Panoptic Segmentation

In this post, I will discuss recent advancements in image segmentation, including panoptic segmentation.

Background
Panoptic Segmentation
Mask2Former
Segment Anything Model
Conclusion
References

Background

Segmentation and its Applications

Segmentation is a broad category of computer vision tasks. At its core, it involves breaking up an image into meaningful parts or “segments” so that further analysis can be done. For instance, we might want to segment an image so that we can then assign labels to each of the parts, or draw precise boundaries around them to keep track of the exact location of an object in the scene. The real-world applications of image segmentation are vast:

Autonomous vehicles need to be able to identify the presence of obstacles and recognize lane markings, signs, and traffic signals. In addition to identifying these things, an autonomous vehicle must also be able to distinguish between different types of objects – another car on the road should be treated differently from a pedestrian.
In medical imaging, image segmentation allows medical professionals to identify and outline tumors, organ tissue, etc.
In robotics, it’s important for an agent to be able to identify objects in it’s surroundings so that it can interact with them appropriately.

“Things” versus “Stuff”

To understand image segmentation, let us first take a step back and look at computer vision tasks more broadly. Computer vision tasks can largely be broken down into the study of “things” and the study of “stuff”. A “thing” can be defined as an object with a specific shape and size. “Things” are countable objects such as people, animals, cars, etc. “Stuff”, on the other hand, can be defined as amorphous masses of material, such as the sky, water, grass, road, etc. Unlike things, stuff is uncountable.

Semantic Segmentation and Instance Segmentation

Now let us discuss two visual recognition tasks that represent different fundamental approaches to image segmentation – Semantic Segmentation and Instance Segmentation. This will set the stage for our discussion of Panoptic Segmentation, and more recent advances in image segmentation at large.

Semantic Segmentation

Semantic segmentation is a visual recognition task that falls under the study of “stuff”. In semantic segmentation, we aim to cluster parts of an image together that belong to the same class. Given an input image, we attempt to assign a class label to each pixel (such as car, person, sky, etc.). We do not distinguish between different instances of an object. Notice how in the image, all of the cars are treated as a single amorphous mass.

YOLO

Instance Segmentation

Instance segmentation, on the other hand, is a visual recognition task that falls under the study of “things”. In instance segmentation, we aim to detect individual instances of objects in a scene and apply a pair of class and instance labels. For example, given an input image, we might want to determine the exact region that corresponds to a particular car. If two cars are present in an image, then we want to recognize them as distinct objects and assign different instance labels (even though they both have the class label “car”). Unlike semantic segmentation, we focus on detecting “things” as opposed to labeling “stuff”.

YOLO

What is Panoptic Segmentation?

While advances in instance segmentation and semantic segmentation were significant and highly applicable, Kirillov et. al. (2019) recognized a growing rift between the study of “things” and the study of “stuff”, and the methodologies/techniques used in each. Panoptic segmentation, introduced by Kirillov et. al. (2019), seeks to unify the typically disparate tasks of semantic segmentation and instance segmentation into a single unified task. For example, in an image of a street, panoptic segmentation might label the road as ‘stuff’ while distinguishing individual cars and pedestrians as ‘things.’ This provides both high-level scene context and granular object identification

YOLO

The Task Format

In panoptic segmentation, each pixel \(i\) in an image to a pair (\(l_i\), \(z_i\)), where \(l_i\) represents the semantic class of the pixel, and \(z_i\) represents the instance id this pixel belongs to. The set of all possible semantic labels can be partitioned into a set of “stuff” labels and a set of “thing” labels. When a pixel’s semantic label is a “stuff” label, the pixel’s instance id becomes irrelevant. Otherwise, two pixels j, k belong to the same instance if and only if (\(l_j\), \(z_j\)) = (\(l_k\), \(z_k\)).

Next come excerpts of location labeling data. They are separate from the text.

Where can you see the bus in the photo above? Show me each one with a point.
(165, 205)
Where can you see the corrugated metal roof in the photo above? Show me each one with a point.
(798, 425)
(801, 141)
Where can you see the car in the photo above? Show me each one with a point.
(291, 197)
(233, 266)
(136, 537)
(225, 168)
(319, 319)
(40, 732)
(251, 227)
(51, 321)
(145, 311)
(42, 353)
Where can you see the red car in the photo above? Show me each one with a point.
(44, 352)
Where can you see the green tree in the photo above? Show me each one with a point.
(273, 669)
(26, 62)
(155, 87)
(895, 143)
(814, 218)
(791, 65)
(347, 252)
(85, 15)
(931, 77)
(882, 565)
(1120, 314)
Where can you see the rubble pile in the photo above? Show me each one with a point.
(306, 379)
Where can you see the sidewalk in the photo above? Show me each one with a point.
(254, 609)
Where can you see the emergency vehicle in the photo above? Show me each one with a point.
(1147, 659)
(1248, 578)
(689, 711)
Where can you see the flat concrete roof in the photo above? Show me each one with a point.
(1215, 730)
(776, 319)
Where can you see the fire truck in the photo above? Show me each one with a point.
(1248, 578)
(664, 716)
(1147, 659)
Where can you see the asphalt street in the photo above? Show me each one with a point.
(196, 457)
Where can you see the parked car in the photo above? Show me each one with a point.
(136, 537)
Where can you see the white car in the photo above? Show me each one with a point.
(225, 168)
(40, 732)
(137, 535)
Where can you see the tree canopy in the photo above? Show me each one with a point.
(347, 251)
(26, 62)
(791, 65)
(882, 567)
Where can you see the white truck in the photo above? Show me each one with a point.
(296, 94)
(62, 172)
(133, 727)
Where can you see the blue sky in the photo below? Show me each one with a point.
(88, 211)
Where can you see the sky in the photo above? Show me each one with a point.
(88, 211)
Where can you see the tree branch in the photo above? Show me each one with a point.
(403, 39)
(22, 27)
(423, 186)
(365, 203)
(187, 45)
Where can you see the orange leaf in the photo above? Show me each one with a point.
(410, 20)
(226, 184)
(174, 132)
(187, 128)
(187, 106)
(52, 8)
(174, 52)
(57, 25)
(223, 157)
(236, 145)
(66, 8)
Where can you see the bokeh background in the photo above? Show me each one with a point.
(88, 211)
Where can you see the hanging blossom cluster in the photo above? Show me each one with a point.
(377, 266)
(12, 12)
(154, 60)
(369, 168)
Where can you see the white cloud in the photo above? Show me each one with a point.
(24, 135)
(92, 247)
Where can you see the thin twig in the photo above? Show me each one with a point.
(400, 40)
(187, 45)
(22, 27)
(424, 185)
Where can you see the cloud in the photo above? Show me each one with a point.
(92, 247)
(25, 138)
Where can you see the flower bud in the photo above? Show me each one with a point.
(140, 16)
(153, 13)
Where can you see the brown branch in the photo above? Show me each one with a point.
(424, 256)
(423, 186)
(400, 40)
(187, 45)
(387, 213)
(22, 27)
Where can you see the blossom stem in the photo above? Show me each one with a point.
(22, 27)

The panoptic segmentation task format is a generalization of the semantic segmentation task format. It’’s also important to note that the panoptic segmentation task format differs from the instance segmentation task format in the sense that a single pixel will not have more than one semantic label and instance label. No overlaps are possible between segments.

The Panoptic Quality Metric

In the panoptic segmentation paper, Kirillov et. al. (2019) [1] also introduces the Panoptic Segmentation Metric, a unified metric for measuring performance on the panoptic segmentation task. It’s novel in the sense that previously, semantic segmentation and instance segmentation were measured separately using independent metrics.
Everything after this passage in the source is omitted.